If you’re unfamiliar with the difference, HTTPS stands for, it is “HyperText Transfer Protocol Secure,” that will be the secure type of HTTP.

This simply ensure that information on a web page has encryption, which highest security standards.

Here’s an illustration of this distinction between HTTP and HTTPS.

This not only maintain visitor performance at ease, this has actually become a ranking signal.

According to Search metrics, “HTTPS is starting to become more relevant as well as a ranking signal for Google. Encryption is primarily very important to sites with purchasing processes. It is also sensitive to client information and improve trust and conversion rates.”

As well as in our estimation, this really is likely to become a level higher ranking signal later on. In case the site hasn’t yet received an SSL certificate, we suggest looking for this ASAP.

This is especially true in the event that you actually process customer orders. And also capture sensitive financial information online.

You can learn about the details with this process here.

There are many companies you can easily pick from to get an SSL certificate. One of the top providers is Namecheap.

  • First, you must select a plan to purchase.
  • Then select the number of years you need your SSL certificate .
  • Then confirm your order.

Once it is active, you’ll certainly need to install your SSL certificate and improve your site to use HTTPS. It is fairly technical, but you can find pretty much everything you may need with this resource.
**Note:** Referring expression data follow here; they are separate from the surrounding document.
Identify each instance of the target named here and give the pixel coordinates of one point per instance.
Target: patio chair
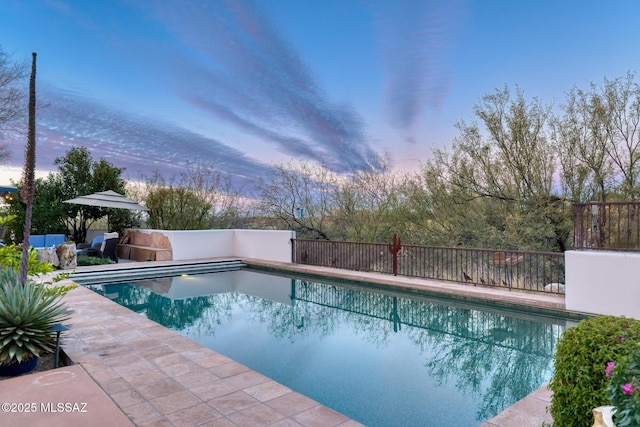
(95, 245)
(104, 249)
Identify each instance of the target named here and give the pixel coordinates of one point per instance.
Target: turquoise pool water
(381, 358)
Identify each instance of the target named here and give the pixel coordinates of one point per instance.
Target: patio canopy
(107, 199)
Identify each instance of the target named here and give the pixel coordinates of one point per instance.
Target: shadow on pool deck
(154, 376)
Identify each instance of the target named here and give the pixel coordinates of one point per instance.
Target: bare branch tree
(13, 96)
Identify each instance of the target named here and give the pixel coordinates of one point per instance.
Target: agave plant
(27, 314)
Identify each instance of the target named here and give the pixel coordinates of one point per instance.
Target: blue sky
(151, 85)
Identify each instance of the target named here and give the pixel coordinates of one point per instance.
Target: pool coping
(157, 377)
(534, 302)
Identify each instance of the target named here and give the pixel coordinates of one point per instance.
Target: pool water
(380, 358)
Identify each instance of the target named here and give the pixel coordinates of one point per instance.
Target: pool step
(145, 270)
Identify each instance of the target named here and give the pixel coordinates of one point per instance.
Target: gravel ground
(45, 363)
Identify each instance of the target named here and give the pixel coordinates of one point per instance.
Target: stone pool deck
(132, 371)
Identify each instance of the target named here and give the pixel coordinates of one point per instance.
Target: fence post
(394, 248)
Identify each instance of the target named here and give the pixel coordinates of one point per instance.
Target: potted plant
(27, 314)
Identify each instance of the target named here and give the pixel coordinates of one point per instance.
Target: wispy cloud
(244, 72)
(140, 144)
(415, 36)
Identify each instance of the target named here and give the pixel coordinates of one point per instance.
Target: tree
(599, 138)
(78, 176)
(370, 204)
(13, 95)
(27, 191)
(299, 197)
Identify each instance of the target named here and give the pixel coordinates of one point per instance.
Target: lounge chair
(96, 245)
(106, 248)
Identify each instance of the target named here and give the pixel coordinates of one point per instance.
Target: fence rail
(607, 226)
(531, 271)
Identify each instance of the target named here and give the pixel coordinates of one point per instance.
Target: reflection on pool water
(381, 358)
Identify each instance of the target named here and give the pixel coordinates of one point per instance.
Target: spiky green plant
(27, 314)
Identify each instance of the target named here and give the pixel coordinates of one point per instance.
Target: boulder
(48, 255)
(67, 255)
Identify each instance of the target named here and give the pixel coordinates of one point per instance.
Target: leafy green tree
(299, 197)
(494, 188)
(13, 96)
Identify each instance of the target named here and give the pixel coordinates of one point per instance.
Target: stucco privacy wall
(271, 245)
(603, 282)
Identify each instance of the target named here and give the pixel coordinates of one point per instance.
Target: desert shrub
(10, 256)
(579, 383)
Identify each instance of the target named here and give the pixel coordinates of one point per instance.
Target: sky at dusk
(152, 85)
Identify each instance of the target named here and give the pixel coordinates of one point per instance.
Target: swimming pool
(380, 357)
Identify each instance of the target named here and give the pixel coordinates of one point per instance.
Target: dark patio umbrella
(107, 199)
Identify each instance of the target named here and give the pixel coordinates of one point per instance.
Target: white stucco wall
(272, 245)
(603, 282)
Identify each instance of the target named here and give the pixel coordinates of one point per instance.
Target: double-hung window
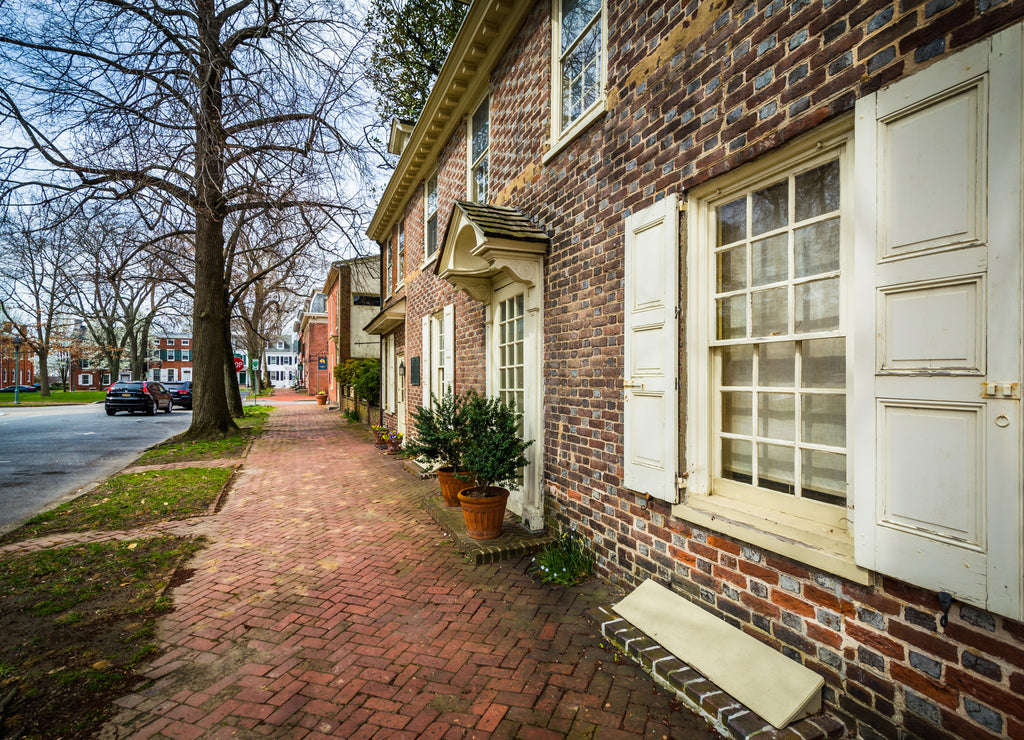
(401, 252)
(768, 389)
(479, 145)
(579, 58)
(430, 209)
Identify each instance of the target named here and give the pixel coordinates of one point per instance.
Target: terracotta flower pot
(483, 514)
(451, 484)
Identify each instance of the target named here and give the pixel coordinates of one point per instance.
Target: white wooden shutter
(426, 366)
(937, 453)
(391, 380)
(449, 329)
(651, 345)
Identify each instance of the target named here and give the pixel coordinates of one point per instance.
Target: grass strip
(77, 622)
(173, 450)
(129, 501)
(35, 399)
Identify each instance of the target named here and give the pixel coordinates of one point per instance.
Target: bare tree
(36, 244)
(117, 287)
(195, 112)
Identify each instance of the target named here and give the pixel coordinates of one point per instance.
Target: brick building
(753, 271)
(313, 350)
(352, 290)
(171, 358)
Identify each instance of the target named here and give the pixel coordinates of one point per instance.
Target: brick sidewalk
(328, 604)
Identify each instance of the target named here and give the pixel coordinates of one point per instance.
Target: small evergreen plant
(566, 562)
(440, 431)
(494, 450)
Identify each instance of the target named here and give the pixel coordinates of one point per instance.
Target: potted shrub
(439, 433)
(379, 431)
(494, 452)
(393, 440)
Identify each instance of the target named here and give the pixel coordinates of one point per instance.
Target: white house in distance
(282, 361)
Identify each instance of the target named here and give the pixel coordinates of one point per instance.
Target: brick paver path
(329, 605)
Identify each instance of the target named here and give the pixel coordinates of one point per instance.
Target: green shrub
(566, 562)
(494, 450)
(440, 430)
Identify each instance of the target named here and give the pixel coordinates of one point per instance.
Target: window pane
(732, 317)
(775, 468)
(580, 76)
(776, 363)
(431, 196)
(480, 181)
(769, 312)
(737, 412)
(823, 363)
(737, 365)
(817, 305)
(816, 249)
(431, 234)
(776, 416)
(736, 463)
(732, 222)
(770, 208)
(480, 130)
(822, 420)
(770, 258)
(823, 476)
(576, 16)
(732, 269)
(817, 191)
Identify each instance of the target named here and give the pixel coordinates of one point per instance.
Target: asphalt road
(48, 454)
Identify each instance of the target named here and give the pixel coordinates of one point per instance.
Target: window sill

It will walk you through detail by detail.


Given that we’ve got the high level technical facets of URL optimization out of the way, let’s get down seriously to the nuts and bolts.

The element we’d prefer to address first is length, plus it’s a biggie.But when you break it all down, making a choice on the length of a URL, it is fairly simple.The shorter the better.

According to Backlinko, “Shorter URLs have a tendency to rank much better than long URLs.”

To prove this, they performed some testing that is extensive one million Google search engine results.

Here’s a graph that displays how Google rankings decline as URL length gets longer.

It’s a cut that is pretty dry. Notice how the top position has URLs with roughly 50 characters. But as soon as you move down seriously to the number 10 spot, the typical URL has 62 characters.

So somewhere around 50 – 60 characters is a fairly good number to shoot for.If you choose to go way beyond (say 80+ characters), it is very likely to have a bad effect on your ranking.

How many words that you should utilize?

You will need to aim for around three to five words per URL. Because it’s simple and easy gives users a pretty clear notion of what a particular piece of content is about.

Listed below are a couple of examples from NeilPatel.com

See what we’re Talking About?

Keep consistently the number of words in your URLs to the absolute minimum. Where viewers could still get a sense of what you could expect them find by simply clicking those links.


Like said earlier, there’s a correlation between user-friendliness and SEO that is overall.

They’re forever intertwined.

And also this is almost certainly true with regards to URL optimization.

Or as Moz puts it, “A well-crafted URL provides both humans and the search engines with an easy-to-understand indication of what the destination page will likely be about.”

This brings us to the next point.

You really need to attempt to structure your URLs for maximum readability.

While we recognize that this can be an inherently subjective term, we do believe that this “scale of readability” illustration explains it quite nicely.